Of course, we have to work out how to implement this while retaining a level of backwards compatibility for applications using the existing OutputURIResolver.
A tricky case with xsl:result-document has been where the href attribute is omitted or empty. I think the cleanest design here is to call the registered result document resolver passing the base output URI as argument, and use the returned Destination in the normal way. The application then has to sort out the fact that the original primary Destination for the transformation is not actually used.

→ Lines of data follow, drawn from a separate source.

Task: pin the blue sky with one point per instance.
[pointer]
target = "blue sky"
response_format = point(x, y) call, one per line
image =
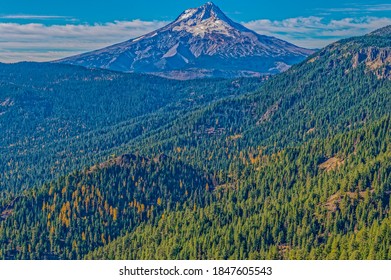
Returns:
point(42, 30)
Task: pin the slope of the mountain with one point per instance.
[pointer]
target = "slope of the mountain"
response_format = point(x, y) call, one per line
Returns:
point(67, 218)
point(286, 206)
point(298, 169)
point(340, 88)
point(201, 42)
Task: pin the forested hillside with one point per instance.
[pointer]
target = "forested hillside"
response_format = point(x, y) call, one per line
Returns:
point(57, 118)
point(297, 167)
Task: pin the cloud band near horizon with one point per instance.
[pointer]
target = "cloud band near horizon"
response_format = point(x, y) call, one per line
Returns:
point(40, 42)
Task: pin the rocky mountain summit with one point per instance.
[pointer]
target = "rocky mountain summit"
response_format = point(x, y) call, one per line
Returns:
point(201, 42)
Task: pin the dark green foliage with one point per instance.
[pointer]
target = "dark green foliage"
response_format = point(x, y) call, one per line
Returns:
point(70, 217)
point(298, 169)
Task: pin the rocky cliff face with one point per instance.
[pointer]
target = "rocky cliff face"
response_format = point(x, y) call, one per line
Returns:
point(200, 42)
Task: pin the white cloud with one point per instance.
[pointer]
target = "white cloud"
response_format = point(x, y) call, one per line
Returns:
point(36, 17)
point(39, 42)
point(361, 8)
point(317, 32)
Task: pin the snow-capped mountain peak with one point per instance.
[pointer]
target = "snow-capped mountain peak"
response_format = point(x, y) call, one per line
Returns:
point(200, 42)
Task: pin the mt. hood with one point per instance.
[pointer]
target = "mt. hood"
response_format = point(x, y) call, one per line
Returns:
point(201, 42)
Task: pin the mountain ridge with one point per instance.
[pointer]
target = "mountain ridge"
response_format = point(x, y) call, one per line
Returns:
point(201, 41)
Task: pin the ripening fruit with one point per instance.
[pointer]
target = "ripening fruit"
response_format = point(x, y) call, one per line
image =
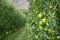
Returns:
point(58, 37)
point(44, 20)
point(50, 7)
point(40, 23)
point(40, 15)
point(40, 28)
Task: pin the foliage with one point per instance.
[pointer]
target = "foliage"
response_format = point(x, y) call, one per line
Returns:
point(10, 19)
point(42, 20)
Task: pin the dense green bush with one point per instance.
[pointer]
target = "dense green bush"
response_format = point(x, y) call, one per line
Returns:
point(43, 20)
point(10, 19)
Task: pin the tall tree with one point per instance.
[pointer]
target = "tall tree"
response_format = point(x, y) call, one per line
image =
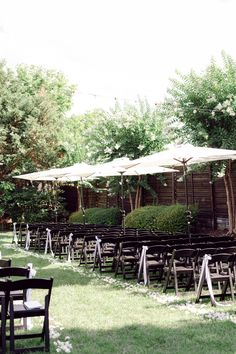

Yet another complication in the design is the rule in XSLT that when xsl:result-document requests schema validation of the output, schema validation is done after sequence normalization and before serialization. This is pretty ugly from a specification point of view: the serialization spec defines serialization as a 6-step process of which sequence normalization is the first; the XSLT spec really has no business inserting an additional step in the middle of this process. When the specification is ugly, the implementation usually ends up being ugly too, and we have to find some way for the transformation engine to inject a validation step into the middle of the pipeline implemented by the Destination, which ought by rights to be completely encapsulated.
Standing back from all this, unlike some refactoring exercises, in this case the basic design of the code proved to be sound, but it needed reinforcement to make the implementation more robust. It needed a clear definition and enforcement of the contract implied by the Receiver interface; it needed a clear separation of concerns between the transformation/query engine and the Destination processing; and it needed a clean API to control it all.